A week after his professional championship debut, 17-year-old Blackpool forward Jake Daniels became the first active footballer to come out, revealing his homosexuality in a TV interview.
A decision, he explained, to combat the scourge of homophobia in sport, overcoming prejudices.
"I have thought about it for a long time and I think this is the right time, I feel ready to tell my story - Daniels' words -. I want people to know who I really am, having been lying all this time is not something I would have. wanted to do. It was difficult but now I have faith in myself ".
Daniels, who thanked his teammates for the support he received, thus becomes the first professional footballer to declare himself gay since Justin Fashanu came out in the 1990s.
"It's been a crazy year. I'm 17, I signed my first contract as a professor: I scored 30 goals with the Under 18 and just made my Championship debut, entering in the final minutes against Peterborough," said Daniels. - And now I've decided to come out. It all happened together but I think that's right. When the season started I wanted to show who I was as a footballer, and I succeeded. There was one last thing to do, now the people know, and I can live my life, however I like. And you know what? It was amazing. "
A joy mixed with relief, for having freed himself from a hitherto unacknowledged burden.
"I even had a girlfriend for a while to make my friends think I was straight, but it was a fatiguing lie. At school everyone asked me if I was gay but I denied it because I didn't feel ready."
Daniels' choice was much appreciated, also by the Premier League ("We are alongside Jake and we believe that football is for everyone") and by the English Football Association, which defined the young player as "an inspiration for all of us".
Blackpool himself wanted to openly compliment his player, who has followed the whole youth team since he was seven: "We are incredibly proud that he has reached a point where he feels strong enough to express himself, on the pitch. is out".
Until now, no one had dared to follow the example of Josh Cavallo, 22, of Adelaide United, the only openly gay footballer in business.
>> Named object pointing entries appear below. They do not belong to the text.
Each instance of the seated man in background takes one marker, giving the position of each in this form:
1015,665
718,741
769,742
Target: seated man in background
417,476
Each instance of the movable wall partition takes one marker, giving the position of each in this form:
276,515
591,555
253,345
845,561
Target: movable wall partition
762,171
Others, like Thomas Hitzlsperger and Thomas Beattie, had come out but only after they stopped playing.
Former Manchester United defender Rio Ferdinand in a tweet called Daniels' interview "a courageous decision that deserves the utmost respect".
Even Gary Neville, today's TV commentator, complimented Daniels for "the incredible courage, unthinkable 15 or 20 years ago. I can't imagine how difficult it was, but it's a great time for football."